Palin’s popularity in Alaska fell drastically after her 2008 vice-presidential campaign and her decision to resign as governor the following summer. In 2018, when Palin suggested that she might challenge Sen. Lisa Murkowski, R-Alaska, after the moderate incumbent declined to support Brett Kavanaugh’s nomination to the Supreme Court, a poll conducted by Alaska Survey Research found that 31% of Alaskans had a favorable view of Palin.

Trump used his endorsement to criticize the campaign Palin’s onetime running mate, McCain – a moderate Republican who Trump has repeatedly attacked, even after the death of the senator from Arizona. Campaigning for president in 2015, Trump infamously said McCain was “not a war hero” despite his service in Vietnam and quipped that he liked “people that weren’t captured.”

Palin has largely stayed away from national politics for the past decade. But she continued to champion conservative causes and cultivate a following. Palin sold more than 2 million copies of her memoir, signed a lucrative contract with Fox News and starred in the TLC show “Sarah Palin’s Alaska.”

This year, she defied New York City’s coronavirus rules by dining out in the city while unvaccinated and took her long-running libel suit against the New York Times to trial.

“What am I trying to accomplish? Justice, for people who expect the truth in the media,” Palin told reporters as she entered court. A judge dismissed the case in February, saying Palin did not show that the Times acted with “actual malice” even as he criticized the newspaper’s error in a 2017 editorial.

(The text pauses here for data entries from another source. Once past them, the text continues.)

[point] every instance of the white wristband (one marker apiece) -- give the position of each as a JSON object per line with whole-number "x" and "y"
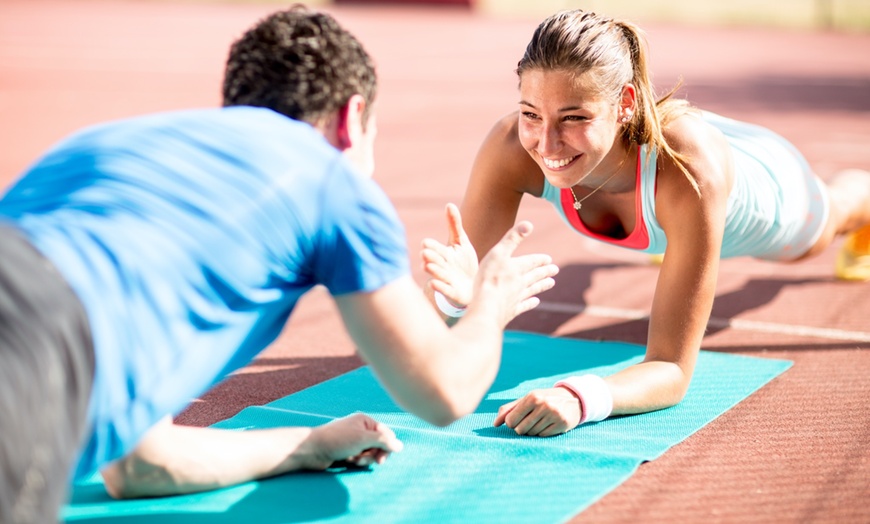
{"x": 596, "y": 401}
{"x": 447, "y": 308}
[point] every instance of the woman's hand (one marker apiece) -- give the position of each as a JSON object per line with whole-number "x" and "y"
{"x": 541, "y": 413}
{"x": 454, "y": 266}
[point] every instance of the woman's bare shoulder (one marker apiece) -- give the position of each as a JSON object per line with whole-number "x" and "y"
{"x": 502, "y": 155}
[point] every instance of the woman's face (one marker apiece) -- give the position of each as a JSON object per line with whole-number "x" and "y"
{"x": 565, "y": 125}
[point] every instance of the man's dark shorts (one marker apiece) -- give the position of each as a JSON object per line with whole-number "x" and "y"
{"x": 46, "y": 373}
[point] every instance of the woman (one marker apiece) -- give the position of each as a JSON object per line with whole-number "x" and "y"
{"x": 656, "y": 177}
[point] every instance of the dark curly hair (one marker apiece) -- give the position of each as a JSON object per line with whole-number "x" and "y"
{"x": 300, "y": 63}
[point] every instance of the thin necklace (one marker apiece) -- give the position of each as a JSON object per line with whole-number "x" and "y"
{"x": 579, "y": 203}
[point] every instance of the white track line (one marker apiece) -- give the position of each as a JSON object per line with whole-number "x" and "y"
{"x": 734, "y": 323}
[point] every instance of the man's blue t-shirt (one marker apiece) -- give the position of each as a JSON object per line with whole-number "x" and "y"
{"x": 189, "y": 237}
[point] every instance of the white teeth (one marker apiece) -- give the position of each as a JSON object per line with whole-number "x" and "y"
{"x": 555, "y": 164}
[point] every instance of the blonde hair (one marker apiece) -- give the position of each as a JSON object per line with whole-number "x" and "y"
{"x": 614, "y": 53}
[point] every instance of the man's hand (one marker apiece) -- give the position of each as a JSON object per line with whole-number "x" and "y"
{"x": 510, "y": 282}
{"x": 357, "y": 440}
{"x": 542, "y": 413}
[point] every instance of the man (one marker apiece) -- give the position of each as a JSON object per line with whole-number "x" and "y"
{"x": 143, "y": 260}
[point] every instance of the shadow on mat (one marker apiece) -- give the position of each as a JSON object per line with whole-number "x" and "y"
{"x": 297, "y": 497}
{"x": 241, "y": 390}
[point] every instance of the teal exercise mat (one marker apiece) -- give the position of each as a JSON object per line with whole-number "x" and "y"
{"x": 468, "y": 471}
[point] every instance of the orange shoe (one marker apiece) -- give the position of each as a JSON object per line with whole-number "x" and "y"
{"x": 853, "y": 261}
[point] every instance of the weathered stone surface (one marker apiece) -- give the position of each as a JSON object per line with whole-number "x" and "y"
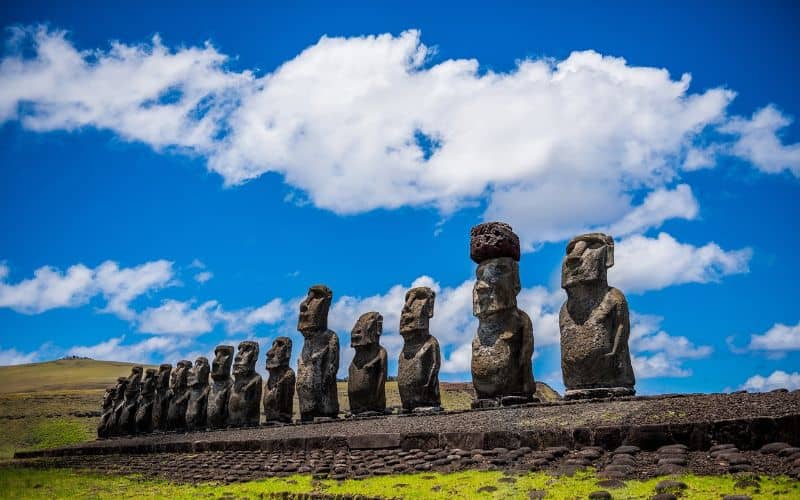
{"x": 197, "y": 408}
{"x": 594, "y": 323}
{"x": 492, "y": 240}
{"x": 127, "y": 419}
{"x": 319, "y": 359}
{"x": 279, "y": 394}
{"x": 366, "y": 383}
{"x": 179, "y": 395}
{"x": 106, "y": 413}
{"x": 420, "y": 359}
{"x": 144, "y": 405}
{"x": 244, "y": 400}
{"x": 162, "y": 397}
{"x": 220, "y": 390}
{"x": 503, "y": 345}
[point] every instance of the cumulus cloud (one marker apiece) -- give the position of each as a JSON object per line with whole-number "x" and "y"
{"x": 778, "y": 379}
{"x": 758, "y": 141}
{"x": 655, "y": 353}
{"x": 552, "y": 146}
{"x": 779, "y": 338}
{"x": 52, "y": 288}
{"x": 643, "y": 263}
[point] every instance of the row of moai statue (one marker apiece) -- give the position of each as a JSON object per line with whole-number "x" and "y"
{"x": 595, "y": 359}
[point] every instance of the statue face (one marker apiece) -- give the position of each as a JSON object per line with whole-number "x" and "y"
{"x": 587, "y": 260}
{"x": 245, "y": 361}
{"x": 164, "y": 377}
{"x": 280, "y": 352}
{"x": 496, "y": 286}
{"x": 367, "y": 330}
{"x": 181, "y": 374}
{"x": 149, "y": 382}
{"x": 221, "y": 366}
{"x": 198, "y": 376}
{"x": 417, "y": 311}
{"x": 314, "y": 310}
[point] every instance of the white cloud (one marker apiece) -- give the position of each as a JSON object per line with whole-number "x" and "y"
{"x": 52, "y": 288}
{"x": 151, "y": 350}
{"x": 554, "y": 147}
{"x": 204, "y": 276}
{"x": 779, "y": 338}
{"x": 643, "y": 264}
{"x": 655, "y": 353}
{"x": 759, "y": 143}
{"x": 778, "y": 379}
{"x": 15, "y": 357}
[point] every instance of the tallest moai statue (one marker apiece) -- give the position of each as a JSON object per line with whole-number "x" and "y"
{"x": 502, "y": 370}
{"x": 594, "y": 323}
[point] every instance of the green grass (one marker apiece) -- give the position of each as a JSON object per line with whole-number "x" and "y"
{"x": 62, "y": 483}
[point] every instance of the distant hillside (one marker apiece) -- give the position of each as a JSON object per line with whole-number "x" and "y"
{"x": 61, "y": 375}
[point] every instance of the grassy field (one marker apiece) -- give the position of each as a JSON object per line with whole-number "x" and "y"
{"x": 43, "y": 405}
{"x": 26, "y": 483}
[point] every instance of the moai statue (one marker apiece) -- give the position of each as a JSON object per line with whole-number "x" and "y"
{"x": 279, "y": 395}
{"x": 198, "y": 395}
{"x": 221, "y": 382}
{"x": 144, "y": 405}
{"x": 366, "y": 383}
{"x": 319, "y": 359}
{"x": 502, "y": 349}
{"x": 420, "y": 360}
{"x": 179, "y": 396}
{"x": 119, "y": 405}
{"x": 107, "y": 411}
{"x": 244, "y": 401}
{"x": 127, "y": 422}
{"x": 162, "y": 397}
{"x": 594, "y": 323}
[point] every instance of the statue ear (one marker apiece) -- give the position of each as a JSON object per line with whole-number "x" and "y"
{"x": 609, "y": 252}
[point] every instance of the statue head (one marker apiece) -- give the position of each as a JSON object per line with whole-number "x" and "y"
{"x": 108, "y": 397}
{"x": 198, "y": 376}
{"x": 181, "y": 374}
{"x": 492, "y": 240}
{"x": 280, "y": 352}
{"x": 223, "y": 359}
{"x": 496, "y": 286}
{"x": 588, "y": 258}
{"x": 367, "y": 330}
{"x": 417, "y": 311}
{"x": 246, "y": 357}
{"x": 122, "y": 384}
{"x": 314, "y": 310}
{"x": 149, "y": 382}
{"x": 164, "y": 377}
{"x": 134, "y": 379}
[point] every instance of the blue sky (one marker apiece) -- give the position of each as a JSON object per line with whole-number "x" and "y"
{"x": 174, "y": 178}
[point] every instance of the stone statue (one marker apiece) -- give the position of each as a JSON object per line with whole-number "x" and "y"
{"x": 319, "y": 359}
{"x": 502, "y": 349}
{"x": 366, "y": 383}
{"x": 127, "y": 421}
{"x": 594, "y": 323}
{"x": 144, "y": 405}
{"x": 279, "y": 396}
{"x": 418, "y": 368}
{"x": 221, "y": 382}
{"x": 162, "y": 397}
{"x": 244, "y": 401}
{"x": 106, "y": 413}
{"x": 198, "y": 395}
{"x": 118, "y": 405}
{"x": 179, "y": 396}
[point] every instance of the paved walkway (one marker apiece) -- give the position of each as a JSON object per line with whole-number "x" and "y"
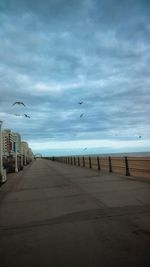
{"x": 56, "y": 215}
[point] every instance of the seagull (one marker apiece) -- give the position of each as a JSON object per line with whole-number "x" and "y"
{"x": 81, "y": 115}
{"x": 27, "y": 116}
{"x": 17, "y": 115}
{"x": 18, "y": 103}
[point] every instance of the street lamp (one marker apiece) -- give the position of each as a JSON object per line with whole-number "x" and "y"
{"x": 2, "y": 171}
{"x": 16, "y": 159}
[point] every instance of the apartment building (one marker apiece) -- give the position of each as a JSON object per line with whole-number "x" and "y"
{"x": 11, "y": 142}
{"x": 8, "y": 142}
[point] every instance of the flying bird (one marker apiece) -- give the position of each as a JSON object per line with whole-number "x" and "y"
{"x": 27, "y": 116}
{"x": 17, "y": 115}
{"x": 18, "y": 103}
{"x": 81, "y": 115}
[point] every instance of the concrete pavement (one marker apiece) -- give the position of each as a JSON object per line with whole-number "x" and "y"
{"x": 53, "y": 214}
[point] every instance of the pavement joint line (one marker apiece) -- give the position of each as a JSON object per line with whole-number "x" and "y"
{"x": 85, "y": 215}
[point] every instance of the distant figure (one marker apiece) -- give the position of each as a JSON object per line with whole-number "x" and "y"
{"x": 18, "y": 103}
{"x": 81, "y": 115}
{"x": 27, "y": 116}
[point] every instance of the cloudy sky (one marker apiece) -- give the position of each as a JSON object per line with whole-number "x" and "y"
{"x": 56, "y": 53}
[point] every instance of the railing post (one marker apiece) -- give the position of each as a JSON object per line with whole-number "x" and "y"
{"x": 78, "y": 161}
{"x": 90, "y": 164}
{"x": 127, "y": 167}
{"x": 110, "y": 166}
{"x": 83, "y": 162}
{"x": 98, "y": 163}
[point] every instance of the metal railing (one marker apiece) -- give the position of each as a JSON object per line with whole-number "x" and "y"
{"x": 129, "y": 166}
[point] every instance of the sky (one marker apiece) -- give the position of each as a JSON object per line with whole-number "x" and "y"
{"x": 57, "y": 53}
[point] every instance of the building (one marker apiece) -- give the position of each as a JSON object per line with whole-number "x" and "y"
{"x": 8, "y": 143}
{"x": 11, "y": 142}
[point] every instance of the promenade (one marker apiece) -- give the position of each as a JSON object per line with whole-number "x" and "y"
{"x": 58, "y": 215}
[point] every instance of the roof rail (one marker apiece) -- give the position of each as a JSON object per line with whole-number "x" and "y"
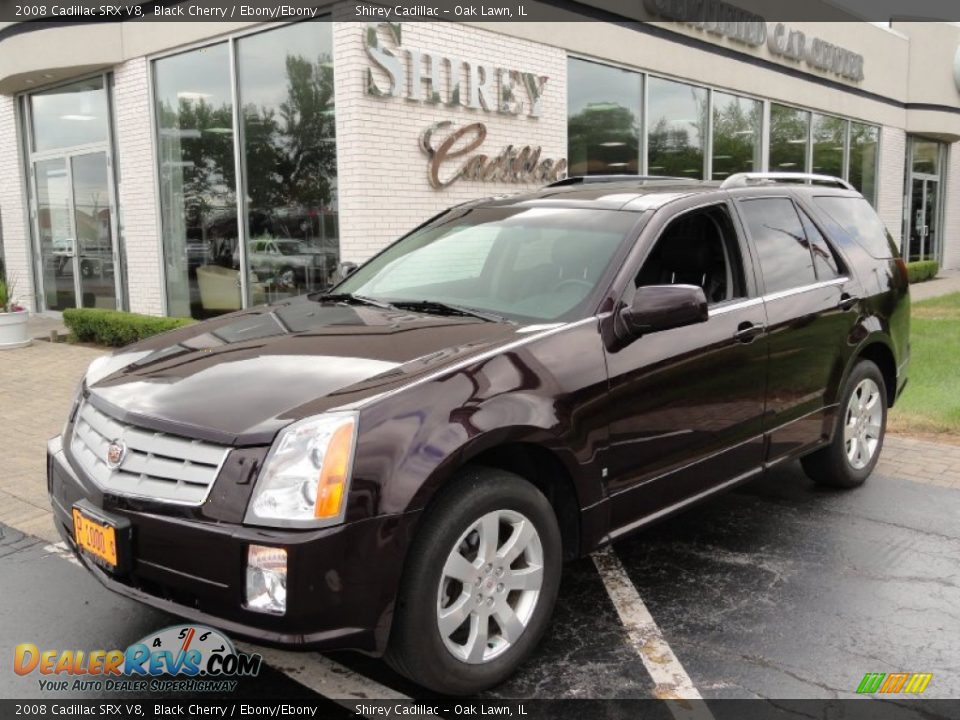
{"x": 590, "y": 179}
{"x": 745, "y": 179}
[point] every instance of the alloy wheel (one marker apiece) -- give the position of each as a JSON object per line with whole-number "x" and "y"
{"x": 863, "y": 424}
{"x": 490, "y": 586}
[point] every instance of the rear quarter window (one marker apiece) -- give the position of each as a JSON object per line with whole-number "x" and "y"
{"x": 859, "y": 220}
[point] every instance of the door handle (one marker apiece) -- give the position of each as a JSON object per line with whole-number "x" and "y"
{"x": 747, "y": 332}
{"x": 847, "y": 301}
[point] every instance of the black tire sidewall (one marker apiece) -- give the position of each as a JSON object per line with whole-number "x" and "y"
{"x": 424, "y": 656}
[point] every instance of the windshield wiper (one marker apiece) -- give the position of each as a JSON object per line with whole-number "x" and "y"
{"x": 439, "y": 308}
{"x": 355, "y": 299}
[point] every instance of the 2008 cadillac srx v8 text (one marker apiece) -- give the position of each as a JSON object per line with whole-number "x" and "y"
{"x": 402, "y": 464}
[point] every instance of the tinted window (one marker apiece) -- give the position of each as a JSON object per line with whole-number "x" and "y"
{"x": 824, "y": 259}
{"x": 860, "y": 222}
{"x": 781, "y": 244}
{"x": 698, "y": 248}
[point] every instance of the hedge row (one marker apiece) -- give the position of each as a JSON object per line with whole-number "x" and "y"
{"x": 922, "y": 270}
{"x": 115, "y": 328}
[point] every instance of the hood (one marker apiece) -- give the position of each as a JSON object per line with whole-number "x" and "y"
{"x": 238, "y": 379}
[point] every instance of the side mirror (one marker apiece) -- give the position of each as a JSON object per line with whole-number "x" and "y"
{"x": 662, "y": 307}
{"x": 345, "y": 270}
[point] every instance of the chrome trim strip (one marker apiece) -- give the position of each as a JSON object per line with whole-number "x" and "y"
{"x": 804, "y": 288}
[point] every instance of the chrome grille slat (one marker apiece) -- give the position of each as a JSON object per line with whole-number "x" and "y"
{"x": 157, "y": 465}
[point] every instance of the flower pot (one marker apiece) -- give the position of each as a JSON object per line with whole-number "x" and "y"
{"x": 13, "y": 330}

Like others who win Trump’s endorsement, Palin has helped amplify the former president’s debunked claims that rampant fraud marred the 2020 election.

“When there were shenanigans, obviously, in so many of the polling areas, the president has insisted that we look into where all these votes had come from,” she said last year while clashing with “Good Morning Britain” host Piers Morgan.